Value investing proponent Benjamin Graham said stock markets behave like voting machines, but in the long term they act like weighing machines. This statement has withstood several tests and has been amply exemplified by no one else but Warren Buffett. Markets often tend to react in extreme directions and create opportunities this way. Recent slides in the prices of Titan International Inc (NYSE:TWI), CVR Energy, Inc. (NYSE:CVI), and Delek US Holdings, Inc. (NYSE:DK) could be a rare opportunity for investors to go long in strong companies at discounted prices. Here is how:
Titan International Stocks Declined
Titan International Inc (NYSE:TWI) has declined 31 percent over the last month. The company is one of the largest producers of wheels and tires for agricultural, earth moving and construction industries. The reason behind this massive fall is a couple of analyst downgrades which in turn found roots in the company’s disclosure that it would face short-term weakness due to high inventory levels in the tire aftermarket. In addition, a couple of quarterly earning misses gave all the more reason for bears to hammer the stock.

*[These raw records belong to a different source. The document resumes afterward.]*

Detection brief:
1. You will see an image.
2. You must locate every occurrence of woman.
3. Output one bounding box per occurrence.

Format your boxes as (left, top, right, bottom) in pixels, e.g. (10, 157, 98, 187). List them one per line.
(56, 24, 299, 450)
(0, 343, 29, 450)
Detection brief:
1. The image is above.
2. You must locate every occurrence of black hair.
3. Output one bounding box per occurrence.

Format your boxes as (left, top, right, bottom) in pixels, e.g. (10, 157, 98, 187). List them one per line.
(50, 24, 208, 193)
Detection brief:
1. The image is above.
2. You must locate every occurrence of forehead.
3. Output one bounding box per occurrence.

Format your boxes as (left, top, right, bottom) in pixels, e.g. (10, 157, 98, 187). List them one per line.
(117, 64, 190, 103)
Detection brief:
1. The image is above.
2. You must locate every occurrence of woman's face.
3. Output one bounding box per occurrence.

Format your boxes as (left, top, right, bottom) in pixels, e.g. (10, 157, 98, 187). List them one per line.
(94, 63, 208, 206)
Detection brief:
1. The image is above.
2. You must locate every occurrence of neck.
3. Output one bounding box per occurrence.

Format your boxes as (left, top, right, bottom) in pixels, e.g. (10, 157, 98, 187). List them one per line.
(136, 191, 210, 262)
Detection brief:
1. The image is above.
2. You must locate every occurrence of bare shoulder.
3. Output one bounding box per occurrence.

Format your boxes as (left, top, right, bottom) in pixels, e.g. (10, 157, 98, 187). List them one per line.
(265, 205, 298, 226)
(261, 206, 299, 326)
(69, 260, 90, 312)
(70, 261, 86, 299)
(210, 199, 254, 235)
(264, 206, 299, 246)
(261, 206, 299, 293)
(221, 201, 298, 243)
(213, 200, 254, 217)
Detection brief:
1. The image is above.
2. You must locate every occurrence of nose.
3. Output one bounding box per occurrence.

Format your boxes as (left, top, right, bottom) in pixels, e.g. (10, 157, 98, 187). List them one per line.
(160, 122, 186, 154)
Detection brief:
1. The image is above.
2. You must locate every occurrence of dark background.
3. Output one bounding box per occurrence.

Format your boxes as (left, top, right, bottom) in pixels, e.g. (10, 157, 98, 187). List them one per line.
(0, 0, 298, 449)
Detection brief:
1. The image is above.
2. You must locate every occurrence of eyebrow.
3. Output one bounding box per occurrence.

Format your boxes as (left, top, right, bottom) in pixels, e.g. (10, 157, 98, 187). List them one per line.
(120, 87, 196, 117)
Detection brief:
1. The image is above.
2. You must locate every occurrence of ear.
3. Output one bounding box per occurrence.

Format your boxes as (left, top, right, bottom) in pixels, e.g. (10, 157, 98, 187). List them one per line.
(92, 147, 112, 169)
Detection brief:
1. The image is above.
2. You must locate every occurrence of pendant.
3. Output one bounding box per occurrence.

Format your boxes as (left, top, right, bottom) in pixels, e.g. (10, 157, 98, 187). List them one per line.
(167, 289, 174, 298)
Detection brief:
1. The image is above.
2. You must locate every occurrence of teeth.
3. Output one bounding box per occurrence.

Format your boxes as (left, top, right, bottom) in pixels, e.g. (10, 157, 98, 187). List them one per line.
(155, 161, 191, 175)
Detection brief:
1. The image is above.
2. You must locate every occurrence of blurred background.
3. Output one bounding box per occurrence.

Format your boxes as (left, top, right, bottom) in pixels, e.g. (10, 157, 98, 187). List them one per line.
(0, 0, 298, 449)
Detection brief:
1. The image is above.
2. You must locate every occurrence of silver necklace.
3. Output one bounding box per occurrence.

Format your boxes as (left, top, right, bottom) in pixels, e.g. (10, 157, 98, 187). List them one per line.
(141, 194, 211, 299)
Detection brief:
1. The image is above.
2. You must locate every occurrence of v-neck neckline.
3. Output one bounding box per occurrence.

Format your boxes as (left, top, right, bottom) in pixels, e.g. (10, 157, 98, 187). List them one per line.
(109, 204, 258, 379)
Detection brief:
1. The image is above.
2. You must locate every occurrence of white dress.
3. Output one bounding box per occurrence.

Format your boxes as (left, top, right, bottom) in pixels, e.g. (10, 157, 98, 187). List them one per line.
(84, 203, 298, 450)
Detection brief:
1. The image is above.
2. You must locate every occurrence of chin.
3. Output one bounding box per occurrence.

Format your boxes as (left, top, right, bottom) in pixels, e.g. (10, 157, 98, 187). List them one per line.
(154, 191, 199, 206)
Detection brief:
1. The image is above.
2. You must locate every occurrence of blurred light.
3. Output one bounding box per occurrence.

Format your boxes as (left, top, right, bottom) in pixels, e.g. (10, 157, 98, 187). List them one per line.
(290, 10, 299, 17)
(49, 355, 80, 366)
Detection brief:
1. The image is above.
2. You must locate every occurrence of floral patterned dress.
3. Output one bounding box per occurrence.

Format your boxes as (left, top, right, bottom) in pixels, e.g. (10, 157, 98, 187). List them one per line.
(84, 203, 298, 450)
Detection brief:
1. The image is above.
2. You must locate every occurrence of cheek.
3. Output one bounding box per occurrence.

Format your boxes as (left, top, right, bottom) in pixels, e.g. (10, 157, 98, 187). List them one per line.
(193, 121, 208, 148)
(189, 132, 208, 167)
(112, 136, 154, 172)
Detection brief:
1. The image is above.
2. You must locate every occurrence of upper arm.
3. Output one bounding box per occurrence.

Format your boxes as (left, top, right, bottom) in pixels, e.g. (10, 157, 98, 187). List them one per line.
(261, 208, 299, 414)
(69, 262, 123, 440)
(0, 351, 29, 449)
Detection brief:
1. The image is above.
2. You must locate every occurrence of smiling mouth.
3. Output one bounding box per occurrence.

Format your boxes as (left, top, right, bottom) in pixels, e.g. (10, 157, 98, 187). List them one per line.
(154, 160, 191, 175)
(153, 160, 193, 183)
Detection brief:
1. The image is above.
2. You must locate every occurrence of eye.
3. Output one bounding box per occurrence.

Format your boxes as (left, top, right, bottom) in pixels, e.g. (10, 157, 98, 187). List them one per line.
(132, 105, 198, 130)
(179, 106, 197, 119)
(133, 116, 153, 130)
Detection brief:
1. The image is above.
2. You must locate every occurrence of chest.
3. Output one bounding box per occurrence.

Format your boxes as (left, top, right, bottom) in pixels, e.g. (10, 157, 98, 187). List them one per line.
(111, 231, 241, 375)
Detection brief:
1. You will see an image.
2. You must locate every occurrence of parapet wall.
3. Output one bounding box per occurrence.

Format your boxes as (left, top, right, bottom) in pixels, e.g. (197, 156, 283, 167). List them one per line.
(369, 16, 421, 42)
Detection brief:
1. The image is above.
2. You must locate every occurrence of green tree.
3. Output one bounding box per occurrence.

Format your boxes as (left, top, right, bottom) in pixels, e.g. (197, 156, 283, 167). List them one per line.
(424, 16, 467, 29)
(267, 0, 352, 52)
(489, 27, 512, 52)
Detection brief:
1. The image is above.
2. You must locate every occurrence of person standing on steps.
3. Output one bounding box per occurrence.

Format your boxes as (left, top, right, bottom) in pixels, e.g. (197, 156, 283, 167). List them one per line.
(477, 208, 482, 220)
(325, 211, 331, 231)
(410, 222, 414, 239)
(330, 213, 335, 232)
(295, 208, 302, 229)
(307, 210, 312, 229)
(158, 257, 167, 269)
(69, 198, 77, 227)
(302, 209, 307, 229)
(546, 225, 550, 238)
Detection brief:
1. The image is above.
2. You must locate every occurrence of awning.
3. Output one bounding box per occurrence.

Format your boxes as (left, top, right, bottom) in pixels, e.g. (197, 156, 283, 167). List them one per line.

However, a look at fundamentals reveals market players may be exaggerating the impact. At a forward price earnings ratio of 7.5, the stock is attractively priced. Its price by book value ratio of 1.27 and a debt equity ratio of 1.3 also indicate fundamentals are in place. While it is true that nothing is indispensable in markets, Titan International Inc (NYSE:TWI) has a slight edge in being specifically focused on agricultural and earth moving industries.
Titan International Inc (NYSE:TWI) is one of the few to offer the wheel and tire assembly in one combined unit. This way, it faces a lot less competition than companies in other industries. This allows the company to successfully pass on higher costs to its clients.
CVR Energy – Refining Negative
CVR Energy, Inc. (NYSE:CVI) is a similar case—it has seen value erosion of 25 percent over the last month. This Texas-based inland oil refining giant has been at the receiving end as a narrowing gap between North Sea Brent and West Texas Intermediate, and its position is likely to affect its operating margins going forward. This is a very valid concern as the wide spread was primarily the factor behind refiners’ bumper margins in the past.
However, these concerns are overblown as the spread has likely shrunk to the lowest level. This means the stocks may be posting weak financial numbers for the June quarter but these expectations are very well factored into current discounted prices. Owing to these concerns, Goldman Sachs downgraded the stock to Sell with a price target of $56. The stock has already breached this level and now trades at $45 which means the correction may be overdone. The stock is a dividend champion with annualized yield of 6.7 percent.
Delek US In A Bear Grip
Delek US Holdings, Inc. (NYSE:DK) is also in a bear grip and has lost nearly 20 percent in the last 30 days. Concerns for this Tennessee-based independent are the same as those which have been weighing on other inland refining companies. Refining is the largest segment of the company and its margins have material impact on the overall profitability of the company. For the quarter ended March 31, 2013, refining contributed over 75 percent to the revenues but its contribution to consolidated segment margin was in excess of 90 percent.
While this over-reliance on refining operations paints a gloomy picture for Delek US Holdings, Inc. (NYSE:DK), the stock has corrected way too much already and now trades at levels seen six months ago. A forward price earnings ratio of 7.7, debt equity ratio of 0.4 and a dividend yield of 2 percent are some metrics which indicate the stock is firmly placed in the value territory.
Overall, Titan International Inc (NYSE:TWI) presents a great opportunity for long term investors to get a slice of a robust business model. While refinery stocks also offer value, there may be better entry points when these companies report quarterly results next month.